Pode-se afirmar que as mudanças compreendidas pelos processos de transição nutricional, demográfica e epidemiológica são conduzidas por um conjunto de fatores que incluem urbanização, crescimento econômico, mudanças técnicas e culturais, apresentando peculiaridades em cada região ou país em que ocorrem. Embora, os padrões compostos por esses fatores possam ser pensados como desenvolvimentos históricos, tanto os padrões mais recentes, quanto os mais antigos, não estão restritos ao período no qual emergiram, podendo continuar a caracterizar certas populações em determinadas localizações geográficas e condições socioeconômicas.
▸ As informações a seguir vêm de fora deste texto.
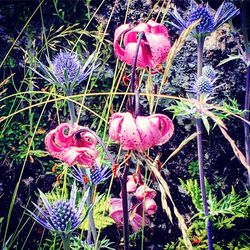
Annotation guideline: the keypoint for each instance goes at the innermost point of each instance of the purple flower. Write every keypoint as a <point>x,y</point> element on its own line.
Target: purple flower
<point>68,69</point>
<point>208,22</point>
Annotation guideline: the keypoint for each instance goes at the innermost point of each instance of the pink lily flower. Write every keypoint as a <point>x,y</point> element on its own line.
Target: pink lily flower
<point>154,47</point>
<point>145,191</point>
<point>62,143</point>
<point>140,133</point>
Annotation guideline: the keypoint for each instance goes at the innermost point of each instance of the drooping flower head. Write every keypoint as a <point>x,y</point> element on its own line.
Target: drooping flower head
<point>140,133</point>
<point>208,22</point>
<point>61,216</point>
<point>154,47</point>
<point>140,199</point>
<point>67,144</point>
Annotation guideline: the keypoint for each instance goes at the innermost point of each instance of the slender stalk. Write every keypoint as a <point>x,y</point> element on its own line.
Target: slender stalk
<point>246,117</point>
<point>92,228</point>
<point>243,15</point>
<point>125,207</point>
<point>199,129</point>
<point>71,107</point>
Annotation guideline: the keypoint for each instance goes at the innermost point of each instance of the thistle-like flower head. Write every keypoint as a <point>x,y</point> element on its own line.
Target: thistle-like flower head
<point>154,47</point>
<point>205,83</point>
<point>71,144</point>
<point>61,216</point>
<point>65,70</point>
<point>142,132</point>
<point>208,22</point>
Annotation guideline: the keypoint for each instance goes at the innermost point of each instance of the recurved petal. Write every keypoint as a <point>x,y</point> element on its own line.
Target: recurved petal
<point>144,55</point>
<point>119,51</point>
<point>165,126</point>
<point>83,156</point>
<point>61,138</point>
<point>145,191</point>
<point>157,28</point>
<point>150,206</point>
<point>51,146</point>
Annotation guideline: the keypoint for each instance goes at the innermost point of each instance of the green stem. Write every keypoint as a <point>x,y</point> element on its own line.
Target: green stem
<point>133,78</point>
<point>243,15</point>
<point>125,207</point>
<point>199,129</point>
<point>92,229</point>
<point>71,107</point>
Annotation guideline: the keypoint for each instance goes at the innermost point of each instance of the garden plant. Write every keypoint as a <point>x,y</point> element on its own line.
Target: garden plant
<point>124,124</point>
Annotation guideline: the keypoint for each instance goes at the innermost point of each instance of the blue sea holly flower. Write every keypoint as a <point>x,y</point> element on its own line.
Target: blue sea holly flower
<point>208,22</point>
<point>66,70</point>
<point>61,216</point>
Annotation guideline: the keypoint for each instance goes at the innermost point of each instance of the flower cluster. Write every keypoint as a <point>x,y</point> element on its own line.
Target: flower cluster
<point>61,216</point>
<point>208,22</point>
<point>140,133</point>
<point>66,143</point>
<point>141,198</point>
<point>154,46</point>
<point>204,83</point>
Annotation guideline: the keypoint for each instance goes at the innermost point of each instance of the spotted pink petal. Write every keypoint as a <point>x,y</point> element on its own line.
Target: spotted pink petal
<point>165,126</point>
<point>119,51</point>
<point>63,144</point>
<point>144,56</point>
<point>150,206</point>
<point>132,183</point>
<point>140,133</point>
<point>144,191</point>
<point>153,49</point>
<point>158,53</point>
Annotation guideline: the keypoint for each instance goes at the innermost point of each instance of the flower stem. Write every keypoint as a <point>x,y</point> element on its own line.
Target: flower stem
<point>125,206</point>
<point>66,241</point>
<point>200,47</point>
<point>134,88</point>
<point>246,117</point>
<point>112,160</point>
<point>92,228</point>
<point>243,15</point>
<point>71,107</point>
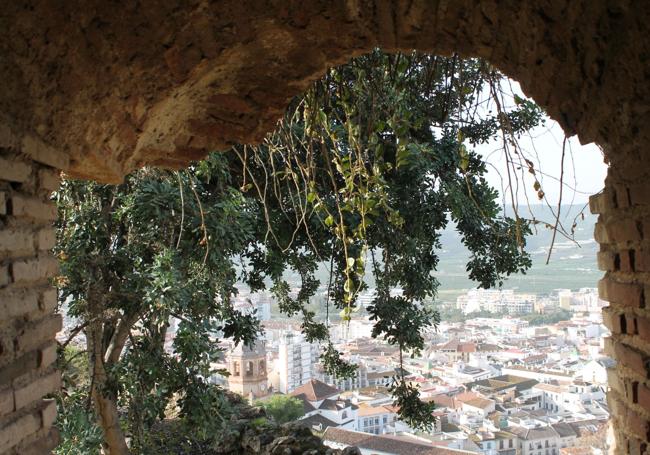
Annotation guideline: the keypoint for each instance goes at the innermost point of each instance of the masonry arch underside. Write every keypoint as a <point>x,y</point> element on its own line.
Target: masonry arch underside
<point>227,72</point>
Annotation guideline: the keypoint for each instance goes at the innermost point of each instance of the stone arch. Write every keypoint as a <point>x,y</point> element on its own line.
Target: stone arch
<point>97,91</point>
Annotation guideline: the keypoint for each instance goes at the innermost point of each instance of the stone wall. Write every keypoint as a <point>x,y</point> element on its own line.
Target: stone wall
<point>27,300</point>
<point>623,231</point>
<point>163,83</point>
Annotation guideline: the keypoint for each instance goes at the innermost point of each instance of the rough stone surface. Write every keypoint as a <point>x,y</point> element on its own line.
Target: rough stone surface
<point>164,83</point>
<point>97,90</point>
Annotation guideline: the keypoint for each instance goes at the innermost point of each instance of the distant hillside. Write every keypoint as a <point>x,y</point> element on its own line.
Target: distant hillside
<point>572,265</point>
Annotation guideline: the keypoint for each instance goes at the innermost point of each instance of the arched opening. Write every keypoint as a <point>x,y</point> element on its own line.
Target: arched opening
<point>581,60</point>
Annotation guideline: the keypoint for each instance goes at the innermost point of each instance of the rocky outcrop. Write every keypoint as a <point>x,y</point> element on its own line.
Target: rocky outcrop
<point>165,82</point>
<point>251,432</point>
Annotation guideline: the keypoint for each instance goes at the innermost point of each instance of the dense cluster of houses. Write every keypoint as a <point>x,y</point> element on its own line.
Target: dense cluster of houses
<point>500,386</point>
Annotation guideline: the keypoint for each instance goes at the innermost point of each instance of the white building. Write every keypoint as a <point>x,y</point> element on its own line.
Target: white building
<point>496,301</point>
<point>296,361</point>
<point>324,407</point>
<point>258,304</point>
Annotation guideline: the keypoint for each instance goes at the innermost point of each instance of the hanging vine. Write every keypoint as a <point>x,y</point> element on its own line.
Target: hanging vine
<point>375,160</point>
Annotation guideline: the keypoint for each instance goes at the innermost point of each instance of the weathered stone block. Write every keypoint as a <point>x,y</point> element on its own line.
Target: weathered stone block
<point>37,389</point>
<point>46,238</point>
<point>34,269</point>
<point>14,432</point>
<point>14,170</point>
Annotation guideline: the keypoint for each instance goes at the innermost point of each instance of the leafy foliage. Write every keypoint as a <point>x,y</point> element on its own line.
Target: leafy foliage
<point>367,169</point>
<point>135,256</point>
<point>363,173</point>
<point>283,408</point>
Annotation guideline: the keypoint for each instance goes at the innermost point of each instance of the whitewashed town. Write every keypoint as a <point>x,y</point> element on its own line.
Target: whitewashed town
<point>505,383</point>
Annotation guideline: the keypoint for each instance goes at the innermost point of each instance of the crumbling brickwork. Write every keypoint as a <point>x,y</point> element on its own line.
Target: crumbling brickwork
<point>28,174</point>
<point>623,231</point>
<point>110,89</point>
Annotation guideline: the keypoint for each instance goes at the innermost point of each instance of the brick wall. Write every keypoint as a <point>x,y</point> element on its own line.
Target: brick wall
<point>28,324</point>
<point>623,231</point>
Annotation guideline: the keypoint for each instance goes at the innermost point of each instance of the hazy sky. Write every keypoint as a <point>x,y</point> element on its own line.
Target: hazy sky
<point>584,169</point>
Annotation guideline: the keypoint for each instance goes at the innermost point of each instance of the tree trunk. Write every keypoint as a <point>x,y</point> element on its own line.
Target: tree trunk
<point>105,404</point>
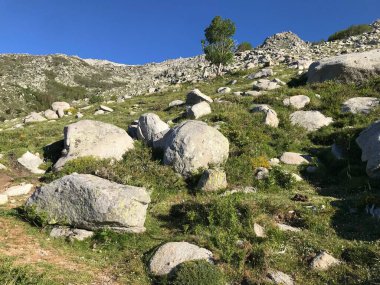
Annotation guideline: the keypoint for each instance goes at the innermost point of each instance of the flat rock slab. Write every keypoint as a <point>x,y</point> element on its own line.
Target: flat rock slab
<point>324,261</point>
<point>88,202</point>
<point>353,67</point>
<point>93,138</point>
<point>362,105</point>
<point>31,162</point>
<point>297,101</point>
<point>171,254</point>
<point>310,120</point>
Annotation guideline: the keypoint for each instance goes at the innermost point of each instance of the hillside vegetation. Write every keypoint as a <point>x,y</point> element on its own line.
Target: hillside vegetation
<point>332,218</point>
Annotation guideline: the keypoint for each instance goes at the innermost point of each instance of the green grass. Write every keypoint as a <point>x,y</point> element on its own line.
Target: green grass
<point>225,224</point>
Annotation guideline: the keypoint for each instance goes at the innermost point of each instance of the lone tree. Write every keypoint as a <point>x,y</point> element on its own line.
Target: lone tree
<point>219,45</point>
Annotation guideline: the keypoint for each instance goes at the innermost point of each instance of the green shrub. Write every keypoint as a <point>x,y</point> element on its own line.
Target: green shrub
<point>197,273</point>
<point>244,46</point>
<point>351,31</point>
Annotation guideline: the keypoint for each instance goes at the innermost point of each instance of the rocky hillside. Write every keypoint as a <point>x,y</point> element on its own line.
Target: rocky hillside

Dessa maneira, diversos estudos indicam que, de modo geral, até recentemente, a população rural adulta que ainda mantém um estilo de vida tradicional nos países em desenvolvimento ganhou pouco ou nenhum peso com o passar do tempo. Esse é o caso, por exemplo, de populações remanescentes de caçadores-coletores, como o povo San no norte de Botsuana na África.

Ainda que tais populações tenham mantido seus hábitos alimentares praticamente inalterados até os dias de hoje em função de seu possível isolamento geográfico e falta de contato com as cidades, forças como a globalização e a urbanização têm se infiltrado nos lugares mais remotos, numa velocidade cada vez maior. Como coloca Silva, repensar o desenvolvimento sob o viés da alimentação deve se tornar imperativo, por considerar o seu poder de abrangência para o entendimento das relações de produção, de uso dos recursos naturais, e das suas consequências para o consumo humano.